Saddam Hussein's trial resumed in Baghdad with another chaos as his defense team ended their month-long boycott of the proceedings, but quickly walked out after their pleas for an adjournment and the removal of the judge were rejected.
Saddam's defense team walked out of his trial first on Jan. 29 after chief judge Raouf Abdel-Rahman tossed out one of the lawyers for shouting. The defense then said it would boycott the trial unless Abdel-Rahman was replaced, accusing him of bias against Saddam. Court-appointed lawyers sat in during sessions over the past month.
Saddam and his seven co-defendants entered the court Tuesday and took their seats silently. But, shortly after the lawyers walked out, Saddam's half-brother and former intelligence head Barzan al-Tikriti had a heated verbal exchange with the judge. "I don't want the appointed lawyer," shouted Barzan, according to Reuters.

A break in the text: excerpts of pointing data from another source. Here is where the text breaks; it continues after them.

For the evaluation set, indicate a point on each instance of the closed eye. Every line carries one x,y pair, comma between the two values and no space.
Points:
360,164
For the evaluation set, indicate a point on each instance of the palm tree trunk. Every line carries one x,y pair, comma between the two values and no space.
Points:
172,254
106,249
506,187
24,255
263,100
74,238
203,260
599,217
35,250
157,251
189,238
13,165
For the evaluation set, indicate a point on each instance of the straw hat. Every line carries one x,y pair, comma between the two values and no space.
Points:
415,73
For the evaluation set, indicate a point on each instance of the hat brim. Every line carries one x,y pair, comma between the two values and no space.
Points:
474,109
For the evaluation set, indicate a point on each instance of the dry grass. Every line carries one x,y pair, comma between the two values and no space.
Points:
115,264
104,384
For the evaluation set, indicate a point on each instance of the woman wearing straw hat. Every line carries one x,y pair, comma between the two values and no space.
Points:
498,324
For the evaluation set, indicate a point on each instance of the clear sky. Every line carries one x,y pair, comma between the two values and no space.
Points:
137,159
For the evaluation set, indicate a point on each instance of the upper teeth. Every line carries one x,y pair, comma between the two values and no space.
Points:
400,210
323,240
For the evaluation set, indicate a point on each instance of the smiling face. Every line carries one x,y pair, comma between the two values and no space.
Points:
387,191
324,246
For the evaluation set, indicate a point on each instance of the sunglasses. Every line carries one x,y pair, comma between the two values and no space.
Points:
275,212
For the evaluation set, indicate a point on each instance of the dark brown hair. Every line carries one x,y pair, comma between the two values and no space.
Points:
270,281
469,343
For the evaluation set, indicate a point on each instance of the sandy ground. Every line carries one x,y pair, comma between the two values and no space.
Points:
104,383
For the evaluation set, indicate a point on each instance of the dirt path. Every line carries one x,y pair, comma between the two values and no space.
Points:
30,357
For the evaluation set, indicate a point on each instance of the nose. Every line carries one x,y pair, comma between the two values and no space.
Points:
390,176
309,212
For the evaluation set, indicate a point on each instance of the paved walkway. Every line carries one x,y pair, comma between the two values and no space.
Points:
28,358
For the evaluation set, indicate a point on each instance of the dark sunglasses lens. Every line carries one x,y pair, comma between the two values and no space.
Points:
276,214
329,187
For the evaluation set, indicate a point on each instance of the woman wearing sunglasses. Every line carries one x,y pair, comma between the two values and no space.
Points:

The defendants have been on trial since Oct. 19 in the killing of some 150 people from the town of Dujail after a 1982 assassination attempt against Saddam there. During Tuesday's session, the prosecutors presented a document they said was signed by the former president approving the executions of more than 140 Shiites in Dujail.
A document from the Revolutionary Court, dated June 14, 1984, stated that 148 suspects had been sentenced to death by hanging and listed their names. The prosecutor said the signature on the paper was that of the court's head, Awad al-Bandar, one of Saddam's co-defendants.
A memo dated two days later was a presidential order approving all 148 death sentences. It was signed by Saddam. According to the AP, prosecutors also showed a March 1985 document said to be signed by Ibrahim - then the chief of the intelligence agency - ordering the executions to be carried out.
Another document from the Revolutionary Court, dated March 23, 1985, confirmed that 96 executions took place. Another 46 people were "liquidated during interrogations," a later document stated. It also said four people were executed by mistake.
After about two hours of hearing documents, the court adjourned until Wednesday.
Blast
Hours before the trial was resumed, a blast badly damaged a Sunni mosque in northern Iraq, where the father of Saddam is buried. The bomb blast damaged a dome and blew out the doors and windows at the Hussein al-Majid mosque, which houses his father's grave, police Capt. Qais Abdul-Majid said.